Dwarves
Memo
Type ESC to close search bar

Profiling in Go

Profiling in Go: Gotta catch ’em all

Introduction

Those of you who have watched the Pokemon series will undoubtedly recognize the famous catchphrase - “Gotta catch ’em all” - that refers to the main character’s goal of catching all the Pokemon in the world. In the same way, profiling is a useful way to catch all the problems in your code and ensure that it’s running smoothly. It’s a powerful tool that can help you identify and fix the subtle issues in your code quickly and efficiently.

In this article, we’ll explore the world of profiling in Go and show you how you can use it to catch all the issues in your code.

Problem

First, let’s take a look at the problem we’re facing. Check out this command:

grep -wo love moby.txt | wc -l

The above command counts the number of occurrences of the word love in a file named moby.txt (you can get the file here: https://gist.github.com/ktnyt/734e32aab75a4f7df06538dac9f00a5a).

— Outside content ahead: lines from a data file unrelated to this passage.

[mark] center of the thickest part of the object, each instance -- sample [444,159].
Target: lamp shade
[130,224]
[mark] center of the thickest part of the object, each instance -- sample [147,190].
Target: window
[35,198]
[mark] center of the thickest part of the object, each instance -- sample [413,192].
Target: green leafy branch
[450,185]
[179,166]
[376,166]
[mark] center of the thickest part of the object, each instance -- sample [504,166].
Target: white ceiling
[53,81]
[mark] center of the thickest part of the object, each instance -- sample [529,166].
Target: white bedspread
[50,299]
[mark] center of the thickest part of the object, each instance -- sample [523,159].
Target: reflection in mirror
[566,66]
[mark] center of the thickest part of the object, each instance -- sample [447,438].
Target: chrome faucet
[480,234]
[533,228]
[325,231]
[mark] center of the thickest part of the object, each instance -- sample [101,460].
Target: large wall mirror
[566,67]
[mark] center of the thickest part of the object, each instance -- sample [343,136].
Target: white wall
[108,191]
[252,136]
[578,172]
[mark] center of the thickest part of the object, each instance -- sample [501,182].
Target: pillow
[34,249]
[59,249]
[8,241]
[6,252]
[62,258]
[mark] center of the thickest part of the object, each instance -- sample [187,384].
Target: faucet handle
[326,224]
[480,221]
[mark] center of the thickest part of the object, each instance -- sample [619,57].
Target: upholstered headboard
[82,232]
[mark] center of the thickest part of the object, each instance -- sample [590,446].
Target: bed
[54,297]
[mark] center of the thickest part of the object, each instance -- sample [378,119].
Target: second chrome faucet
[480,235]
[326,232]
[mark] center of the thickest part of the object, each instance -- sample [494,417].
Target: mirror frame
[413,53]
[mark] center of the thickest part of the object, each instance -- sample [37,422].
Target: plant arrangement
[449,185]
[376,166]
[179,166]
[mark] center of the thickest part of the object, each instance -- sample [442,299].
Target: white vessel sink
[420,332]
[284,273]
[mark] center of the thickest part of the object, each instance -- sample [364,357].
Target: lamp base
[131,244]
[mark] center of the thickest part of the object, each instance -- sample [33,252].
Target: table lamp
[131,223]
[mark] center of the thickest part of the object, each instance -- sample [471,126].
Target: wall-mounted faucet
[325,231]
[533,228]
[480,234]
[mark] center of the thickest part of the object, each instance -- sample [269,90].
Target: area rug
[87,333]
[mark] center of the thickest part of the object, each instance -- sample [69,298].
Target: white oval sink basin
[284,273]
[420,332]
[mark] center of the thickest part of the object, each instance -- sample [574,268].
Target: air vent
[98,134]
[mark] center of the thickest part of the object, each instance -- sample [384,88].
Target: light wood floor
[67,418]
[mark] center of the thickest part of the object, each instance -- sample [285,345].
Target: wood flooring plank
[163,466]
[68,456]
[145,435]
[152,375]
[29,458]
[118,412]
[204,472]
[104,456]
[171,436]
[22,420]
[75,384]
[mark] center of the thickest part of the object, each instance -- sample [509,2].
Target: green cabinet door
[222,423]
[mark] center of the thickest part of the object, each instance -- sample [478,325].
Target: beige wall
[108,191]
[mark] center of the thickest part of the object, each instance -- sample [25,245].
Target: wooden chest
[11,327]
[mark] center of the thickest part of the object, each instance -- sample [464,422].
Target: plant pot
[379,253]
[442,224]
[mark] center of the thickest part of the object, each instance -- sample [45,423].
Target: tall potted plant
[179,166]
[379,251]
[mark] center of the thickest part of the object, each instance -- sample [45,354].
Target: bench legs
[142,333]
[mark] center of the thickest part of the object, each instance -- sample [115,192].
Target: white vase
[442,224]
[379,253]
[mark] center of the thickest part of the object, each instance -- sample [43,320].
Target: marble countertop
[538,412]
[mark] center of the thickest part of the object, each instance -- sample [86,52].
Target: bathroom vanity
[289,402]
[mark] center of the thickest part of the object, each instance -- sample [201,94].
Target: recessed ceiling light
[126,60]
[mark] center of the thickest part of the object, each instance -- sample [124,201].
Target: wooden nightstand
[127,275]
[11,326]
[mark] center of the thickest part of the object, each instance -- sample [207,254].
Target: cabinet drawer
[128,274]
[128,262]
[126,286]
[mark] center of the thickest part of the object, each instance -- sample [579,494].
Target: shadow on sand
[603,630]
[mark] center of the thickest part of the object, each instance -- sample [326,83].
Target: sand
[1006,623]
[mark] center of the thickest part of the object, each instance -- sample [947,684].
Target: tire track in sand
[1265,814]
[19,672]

Run this command and we get a result of 24 (try it!). Next, create a file called cmd.sh to store the command above. The file should look like this:

#!/bin/bash
grep -wo love moby.txt | wc -l

Now we can time the entire command by running this:

time ./cmd.sh

You should get back something similar to this:

24
./cmd.sh 0.03s user 0.01s system 101% cpu 0.039 total

0.039s - that was pretty fast! Now let’s build something similar in Go. Run this command to set up Go modules:

go mod init grep-clone

Next create a main.go file to write the code. Here’s the Go implementation of the command we’re trying to emulate:

package main

import (
 "fmt"
 "io"
 "log"
 "os"
 "unicode"
)

func main() {
 // read the args
 if len(os.Args) < 2 {
  log.Fatal("Not enough args")
 }
 word := os.Args[1]
 file := os.Args[2]

 // open file
 f, err := os.Open(file)
 if err != nil {
  log.Fatal(err)
 }
 defer f.Close()

 // count the number of occurrences
 count := 0
 curr := ""
 b := make([]byte, 1)
 for {
  _, err := f.Read(b)
  if err == io.EOF {
   break
  }
  if err != nil {
   log.Fatal(err)
  }
  if unicode.IsLetter(rune(b[0])) {
   curr += string(b)
  } else {
   if curr == word {
    count++
   }
   curr = ""
  }
 }

 fmt.Println(count)
}

After reading the arguments, we open the file, and then start counting the number of occurrences of the word by reading each byte from the file at a time. Whenever we encounter a non-character byte, we compare the current string with the target word. If they’re the same, we increment the count variable by one. If not, we do nothing. We then reset the current string so that we can start building the next word. The for loop is exited only when we reach the end of the file, after which the result will be printed to stdout.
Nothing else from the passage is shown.